Is Indonesia's Islamic banking market structure optimal?

An article in the Indonesian paper, Bisnis Indonesia describes how two Islamic banks, Bank Syariah Mandiri and Bank Muamalat Indonesia, dominate the market for Islamic banking, which the paper attributes to "late expansion by other sharia banks on building infrastructure and network as many of them just being spinned off their parent companies recently". 

This is an interesting market structure and contrasts to several GCC countries where there are a large number of small Islamic banking companies, which has led to many instances where experts call for greater consolidation.  However, in Indonesia, the dominance by two large banks may not necessarily serve the market well when they rely on mudaraba and musharaka more than Islamic banks in other countries. 
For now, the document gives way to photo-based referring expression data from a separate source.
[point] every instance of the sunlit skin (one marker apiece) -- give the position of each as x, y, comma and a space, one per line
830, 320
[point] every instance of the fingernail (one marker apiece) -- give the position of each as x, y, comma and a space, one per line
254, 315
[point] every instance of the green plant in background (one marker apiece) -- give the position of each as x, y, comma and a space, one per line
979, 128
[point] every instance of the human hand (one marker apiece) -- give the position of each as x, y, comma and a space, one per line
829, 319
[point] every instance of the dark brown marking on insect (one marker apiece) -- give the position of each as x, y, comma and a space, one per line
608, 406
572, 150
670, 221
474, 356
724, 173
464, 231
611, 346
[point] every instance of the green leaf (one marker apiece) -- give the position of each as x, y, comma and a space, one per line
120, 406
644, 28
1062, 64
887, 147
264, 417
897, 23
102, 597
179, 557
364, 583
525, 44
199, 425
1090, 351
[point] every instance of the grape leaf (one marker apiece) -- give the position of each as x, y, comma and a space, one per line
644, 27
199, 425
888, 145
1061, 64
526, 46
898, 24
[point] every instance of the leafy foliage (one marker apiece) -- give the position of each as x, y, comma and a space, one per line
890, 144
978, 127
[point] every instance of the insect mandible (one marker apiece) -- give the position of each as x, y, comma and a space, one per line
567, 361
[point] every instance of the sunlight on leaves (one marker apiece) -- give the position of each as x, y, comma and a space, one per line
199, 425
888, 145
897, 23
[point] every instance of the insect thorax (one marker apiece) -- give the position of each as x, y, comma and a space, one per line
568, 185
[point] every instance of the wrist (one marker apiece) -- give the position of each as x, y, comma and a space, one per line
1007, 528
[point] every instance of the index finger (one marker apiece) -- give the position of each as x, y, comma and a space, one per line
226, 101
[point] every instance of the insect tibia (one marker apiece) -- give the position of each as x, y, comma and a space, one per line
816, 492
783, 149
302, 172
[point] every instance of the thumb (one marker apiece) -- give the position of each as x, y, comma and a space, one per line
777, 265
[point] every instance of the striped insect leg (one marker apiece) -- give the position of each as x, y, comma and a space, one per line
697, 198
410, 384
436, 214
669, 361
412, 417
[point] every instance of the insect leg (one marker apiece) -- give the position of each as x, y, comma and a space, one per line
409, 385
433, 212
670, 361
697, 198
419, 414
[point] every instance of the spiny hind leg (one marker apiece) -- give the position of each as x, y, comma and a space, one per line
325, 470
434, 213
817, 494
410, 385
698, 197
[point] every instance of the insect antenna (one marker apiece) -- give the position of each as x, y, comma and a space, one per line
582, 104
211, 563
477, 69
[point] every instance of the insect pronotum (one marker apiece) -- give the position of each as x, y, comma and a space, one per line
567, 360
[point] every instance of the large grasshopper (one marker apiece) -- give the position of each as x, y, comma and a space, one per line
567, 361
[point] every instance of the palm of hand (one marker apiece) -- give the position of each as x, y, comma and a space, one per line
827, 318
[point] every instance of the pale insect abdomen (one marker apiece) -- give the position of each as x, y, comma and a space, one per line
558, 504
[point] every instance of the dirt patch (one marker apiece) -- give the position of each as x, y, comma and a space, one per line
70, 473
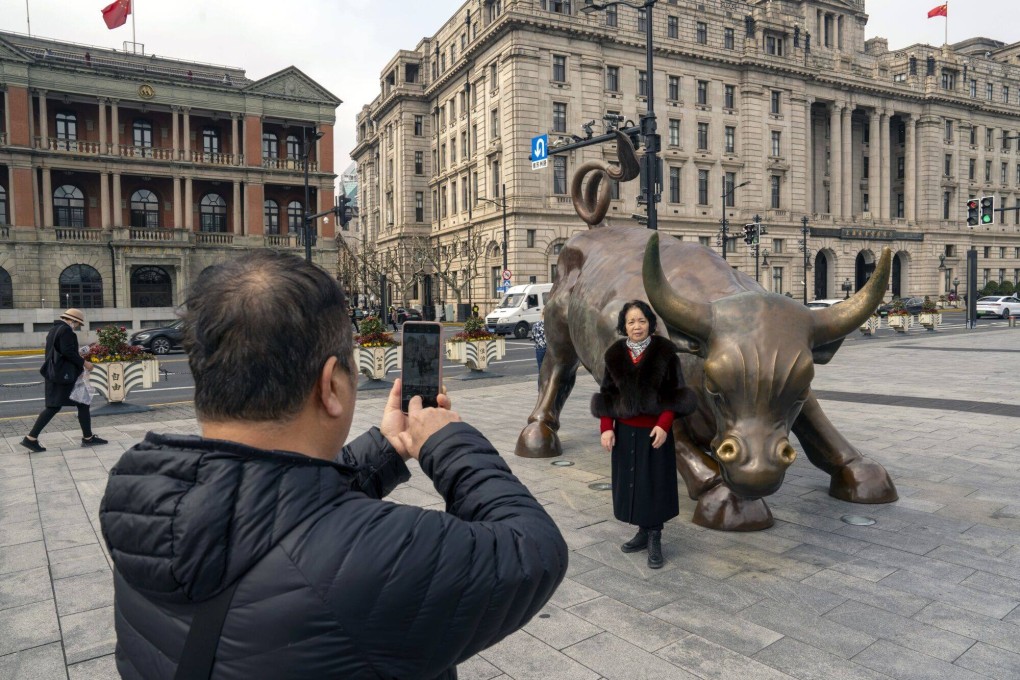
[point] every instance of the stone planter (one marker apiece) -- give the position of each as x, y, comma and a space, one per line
930, 321
375, 362
115, 379
870, 326
476, 355
901, 322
This is not a criticism of a higher percentage of profit-sharing contracts in Islamic banks.  It may benefit the market to have a better balance between the profit-sharing and the debt-based products, if for no other reason than it will provide a clear "difference" between Islamic and conventional banks.  However, an IMF study from 2008 found (pdf) evidence that smaller Islamic banks are more stable than large Islamic banks and conventional commercial banks, while large commercial banks were found to be more stable than their Islamic counterparts. 

One study does not prove the case; there is a much greater diversity among large conventional commercial banks than there is among large Islamic banks.  For example, in contrast to what I expected when I looked back to the study, the Islamic banks (only wholly Islamic banks were considered, not Islamic windows) were larger on average than the conventional banks when measured by total assets.  This is contrary to a piece of conventional wisdom that Islamic banks need to grow in size to compete with their conventional competitors, but could also indicate that the sample used in the study does not include the "mega" banks, the conventional international financial behemoths that many people see as competition for Islamic banks. 

However, returning to the impact of size on stability, the authors of the IMF report, Cihak and Hesse, posit that the larger an Islamic bank gets, the harder it is to manage risk.  This is likely to be particularly true as the size of the bank's profit-sharing portfolio increases, which leads to my suggestion that a market structure dominated by two large Islamic banks may reduce the overall stability of the Islamic banking system compared to a more balanced one where five or six banks share the bulk of total assets.